I get that Rho was right and Ophiuchus is behind all the attacks and that he probably DOES exist and the Zodiac must work together to save each other. I get that Rho finally gets her “I told you so” moment and it’s a big deal to her and her boy sidekicks. And I get that there’s supposed to be something really global and symbolic about uniting the entire Zodiac in a single cause for survival. (Which, by the way, characters don’t hesitate to emphasize repeatedly that only Rho could have done something like that because no other person has done such a thing in centuries and that is what makes Rho so special.)

But the actions leading up to the first launch of the Zodiac’s attack on Ophiuchus feels so ill-planned. I mean, okay, believe Rho because she’s probably right. Use her as a mascot rather than a leader to get everyone hyped up for battle. Spout glamorous B.S. about unity and shit like that. But planning a war on an invisible enemy that just two chapters ago everyone agreed was just a children’s legend seemed to merit more of a planning period and some semblance of intel reconnaissance and at least some sort of “Meeting of the Minds” type of deal before blindly heading out into the first offensive attack with a really juvenile war strategy.

These people didn’t even know who they were going to war against because Rho was the only one who had ever seen him in the Ephemeral plane. These people are supposed to be revered political leaders, but they were acting out and rallying like a bunch of unorganized rebels. And what's also strange was that Rho was supposed to be a fairly integral part of their battle plan, but she was never invited to sit in on any of the military war strategy "meetings" that supposedly took place.

It all just seems so illogical that I found myself wondering if there was another conspiracy lurking somewhere ready to spring in and wipe out the entirety of the Zodiac’s planets altogether. And then there was some sort of a conspiracy, just something I hadn’t expected, but also something I wasn’t at all surprised about either.

I wanted to DNF this book after the halfway point when it started to get boring. I wanted to DNF again at 80% when things got out of control and stopped making sense. I even wanted to DNF at 89% after I finished writing the first draft of my overly-extended rant/review. But I made myself trudge on. And only because I have issues dropping a book I’ve put so much time into following, with hopes that things will come together and prove to me that there was a point to all of it in the end.

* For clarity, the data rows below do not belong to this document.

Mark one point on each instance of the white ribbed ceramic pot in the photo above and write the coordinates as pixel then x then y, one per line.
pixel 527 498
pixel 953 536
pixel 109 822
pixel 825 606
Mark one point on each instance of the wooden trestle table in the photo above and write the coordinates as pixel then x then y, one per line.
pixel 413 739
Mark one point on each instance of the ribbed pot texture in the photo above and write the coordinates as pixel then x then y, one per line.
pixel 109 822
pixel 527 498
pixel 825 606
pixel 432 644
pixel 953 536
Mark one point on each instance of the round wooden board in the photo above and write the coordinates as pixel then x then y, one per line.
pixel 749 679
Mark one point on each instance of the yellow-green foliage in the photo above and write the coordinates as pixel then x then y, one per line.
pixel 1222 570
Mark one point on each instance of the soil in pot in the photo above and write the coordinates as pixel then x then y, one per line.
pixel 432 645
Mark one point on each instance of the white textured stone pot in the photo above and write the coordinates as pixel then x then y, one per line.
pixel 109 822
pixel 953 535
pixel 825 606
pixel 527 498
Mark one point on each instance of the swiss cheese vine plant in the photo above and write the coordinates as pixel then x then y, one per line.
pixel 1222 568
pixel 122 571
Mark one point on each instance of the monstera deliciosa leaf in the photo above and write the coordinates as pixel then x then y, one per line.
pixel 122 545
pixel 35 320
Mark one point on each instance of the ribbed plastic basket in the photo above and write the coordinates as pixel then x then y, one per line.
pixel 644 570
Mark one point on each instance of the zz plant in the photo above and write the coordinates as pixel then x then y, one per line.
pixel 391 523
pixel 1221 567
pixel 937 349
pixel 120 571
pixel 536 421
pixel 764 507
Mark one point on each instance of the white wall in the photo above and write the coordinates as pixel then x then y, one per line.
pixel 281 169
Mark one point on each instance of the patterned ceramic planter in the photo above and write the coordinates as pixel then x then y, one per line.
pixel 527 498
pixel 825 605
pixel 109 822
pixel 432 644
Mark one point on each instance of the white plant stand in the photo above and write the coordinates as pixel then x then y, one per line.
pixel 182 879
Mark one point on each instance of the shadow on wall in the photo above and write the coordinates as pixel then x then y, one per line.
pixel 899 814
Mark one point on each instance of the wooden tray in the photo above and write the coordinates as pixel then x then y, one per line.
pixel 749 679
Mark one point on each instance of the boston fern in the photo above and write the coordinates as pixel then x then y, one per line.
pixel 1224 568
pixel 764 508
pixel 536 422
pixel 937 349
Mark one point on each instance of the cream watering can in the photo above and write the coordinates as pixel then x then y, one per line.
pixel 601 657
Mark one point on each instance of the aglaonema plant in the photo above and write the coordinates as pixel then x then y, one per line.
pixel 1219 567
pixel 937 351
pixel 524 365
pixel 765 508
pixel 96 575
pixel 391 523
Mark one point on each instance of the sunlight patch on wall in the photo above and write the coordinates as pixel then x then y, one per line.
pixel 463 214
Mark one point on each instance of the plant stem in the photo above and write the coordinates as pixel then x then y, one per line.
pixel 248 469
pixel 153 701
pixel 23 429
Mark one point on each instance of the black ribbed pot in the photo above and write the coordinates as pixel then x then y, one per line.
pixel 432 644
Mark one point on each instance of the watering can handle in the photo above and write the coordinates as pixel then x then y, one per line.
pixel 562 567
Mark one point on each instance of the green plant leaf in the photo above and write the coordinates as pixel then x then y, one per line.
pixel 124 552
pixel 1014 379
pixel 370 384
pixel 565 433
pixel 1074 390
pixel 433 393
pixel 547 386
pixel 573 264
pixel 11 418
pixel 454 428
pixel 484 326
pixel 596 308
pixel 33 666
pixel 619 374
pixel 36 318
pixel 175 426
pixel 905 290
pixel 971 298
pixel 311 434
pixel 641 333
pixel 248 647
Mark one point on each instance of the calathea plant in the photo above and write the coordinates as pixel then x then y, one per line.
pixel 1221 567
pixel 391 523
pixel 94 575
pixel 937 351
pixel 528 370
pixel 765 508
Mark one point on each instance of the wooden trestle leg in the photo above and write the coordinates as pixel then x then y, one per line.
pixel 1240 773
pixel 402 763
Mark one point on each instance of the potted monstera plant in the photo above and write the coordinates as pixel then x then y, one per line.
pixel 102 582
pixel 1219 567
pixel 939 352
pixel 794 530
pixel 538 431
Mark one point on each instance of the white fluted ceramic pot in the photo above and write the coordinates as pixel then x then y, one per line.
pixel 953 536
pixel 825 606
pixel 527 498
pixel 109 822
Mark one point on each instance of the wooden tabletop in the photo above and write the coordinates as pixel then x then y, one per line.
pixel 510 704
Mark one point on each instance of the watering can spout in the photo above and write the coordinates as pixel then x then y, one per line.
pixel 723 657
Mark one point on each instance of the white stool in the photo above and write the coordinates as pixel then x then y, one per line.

Final Thoughts: Setting aside a lot of the strange inventions being slung out left and right; setting aside the fact that I didn’t bother dwelling on whether or not these things were even plausible even within the scope of a futuristic time-frame; setting aside that the people of the Zodiac Galaxy use the stars to foresee occurrences in the future, but blow off old myth and legend as unorthodox… Even setting aside that Rho really needed to build a backbone, maintain her determination with more assertiveness, learn how to NOT clam up and keep quiet when someone contradicts her, learn how to form better strategies, and get her priorities straight…

Zodiac had a lot of potential to launch into a good story. The beginning wasn’t exactly wonderful or anything, but it was grounded, and sailed in a good direction. But then we spend so much time not getting anything done except for becoming more frustrated and more doubtful that the rest of the story really just came off boring.

It’s not a terribly written book. It just seemed to have a concept, a decent introduction, a vague direction… and then nothing else.


However, it DID remember to insert everyone’s favorite YA romance cliches:

1. A makeover scene so the girl can look beautiful in the middle of a disaster.
2. A love triangle and struggling romance developments as millions of lives are at stake.
3. Beautiful YA main characters that the side characters can’t stop staring at as well as jealousies blossoming among our youths in light of an impending war.